Dr Clarke, trained with a specialist Implantologist, uses the Bicon system. This implant procedure is often preferred for replacing missing teeth, as no other teeth need to be involved. The implant, made of titanium, takes the place of the root of your tooth. In a simple surgical procedure, the titanium implant is placed in to your jaw and during the healing phase, usually uneventful, the bone of your jaw grows together with the implant, a process known as “osseointegration”.This process is complete after three to four months, when a tooth can then be fitted to the implant.
Q1. Are dental implants safe and how long will they last?
Implants are a well-established, tried-and-tested treatment. Our preferred Bicon system is achieving a 96% success rate. With the right care, all modern implants should last for many years.
Q2. I have some of my own teeth, can I still have implants?
Yes. You can have any number of teeth replaced with implants – from one single tooth to a complete set.
Q3. Can implants always be used to replace a missing tooth?
It depends on the state of the bone in your jaw. If there is not enough, or if it isn’t healthy enough, it may not be possible to place implants. Though in many cases where your bone is not ideal, an initial procedure to build up the bone of your jaw is nearly always possible. This will add about four months to the length of treatment, to allow for the additional healing.
Q4. Are Implants uncomfortable?
Placing the implants requires a small operation. This can be done using a simple local anaesthetic. You may feel some discomfort during the week after the surgery. This is usually due to having stitches and the normal healing process. Once in function, the implant and the implant tooth are just like your own teeth.
Q5. How long does the treatment take?
We’ll be able to give you a rough timetable before the treatment starts. Usually the implants can be placed three to four months after the loss of your teeth; the teeth are fixed three to four months after the implants are placed. If cosmetically required, or if you are having several teeth replaced, a temporary bridge or denture can be made. If you already have a denture, then this can be worn throughout the healing period once modified after the surgery.
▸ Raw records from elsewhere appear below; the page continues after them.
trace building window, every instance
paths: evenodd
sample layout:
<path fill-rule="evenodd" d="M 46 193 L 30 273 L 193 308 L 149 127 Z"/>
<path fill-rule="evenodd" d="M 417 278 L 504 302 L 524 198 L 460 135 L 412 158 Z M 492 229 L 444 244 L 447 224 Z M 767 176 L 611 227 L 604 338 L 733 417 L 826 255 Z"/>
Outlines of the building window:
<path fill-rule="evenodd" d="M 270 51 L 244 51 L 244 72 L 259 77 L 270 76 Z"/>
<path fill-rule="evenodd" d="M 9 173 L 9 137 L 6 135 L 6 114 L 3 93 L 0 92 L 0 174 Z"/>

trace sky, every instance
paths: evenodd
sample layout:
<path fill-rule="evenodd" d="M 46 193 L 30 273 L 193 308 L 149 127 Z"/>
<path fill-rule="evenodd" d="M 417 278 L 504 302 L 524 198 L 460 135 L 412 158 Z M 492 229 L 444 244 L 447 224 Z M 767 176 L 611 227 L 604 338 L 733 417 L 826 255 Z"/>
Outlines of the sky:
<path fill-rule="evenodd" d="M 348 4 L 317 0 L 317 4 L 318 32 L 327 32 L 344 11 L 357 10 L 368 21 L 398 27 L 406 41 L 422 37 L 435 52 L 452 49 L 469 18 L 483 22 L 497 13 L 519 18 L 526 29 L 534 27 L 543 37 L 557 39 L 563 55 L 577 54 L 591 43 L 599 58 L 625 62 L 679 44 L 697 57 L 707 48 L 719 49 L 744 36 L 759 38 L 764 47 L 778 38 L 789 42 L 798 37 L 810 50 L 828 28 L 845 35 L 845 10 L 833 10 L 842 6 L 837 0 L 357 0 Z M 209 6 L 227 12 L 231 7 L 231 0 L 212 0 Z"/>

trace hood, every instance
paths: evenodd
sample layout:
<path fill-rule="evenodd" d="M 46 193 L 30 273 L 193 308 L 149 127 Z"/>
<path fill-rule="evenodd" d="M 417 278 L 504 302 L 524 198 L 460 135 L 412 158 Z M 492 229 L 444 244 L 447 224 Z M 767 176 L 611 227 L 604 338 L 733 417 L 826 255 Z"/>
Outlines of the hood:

Q6. Does the implant show?
Your dentist will make sure that the implants won’t show during all normal movements of the mouth and lips. You will need to be able to see them, so that you can clean them properly.
Q7. Do I have an implant for each missing tooth?
This depends on the number of teeth missing and the implant system used for replacement
Q8. What happen if the implant does not bond together with the bone?
This happens very rarely. If the implant becomes loose during the healing period or just after, then it is easily removed and bone healing takes place in the normal way. Once the jaw has healed, another implant can be placed, or plans can be changed and a bridge made, using the implants that have ‘taken’ or preparing your own teeth for crowns.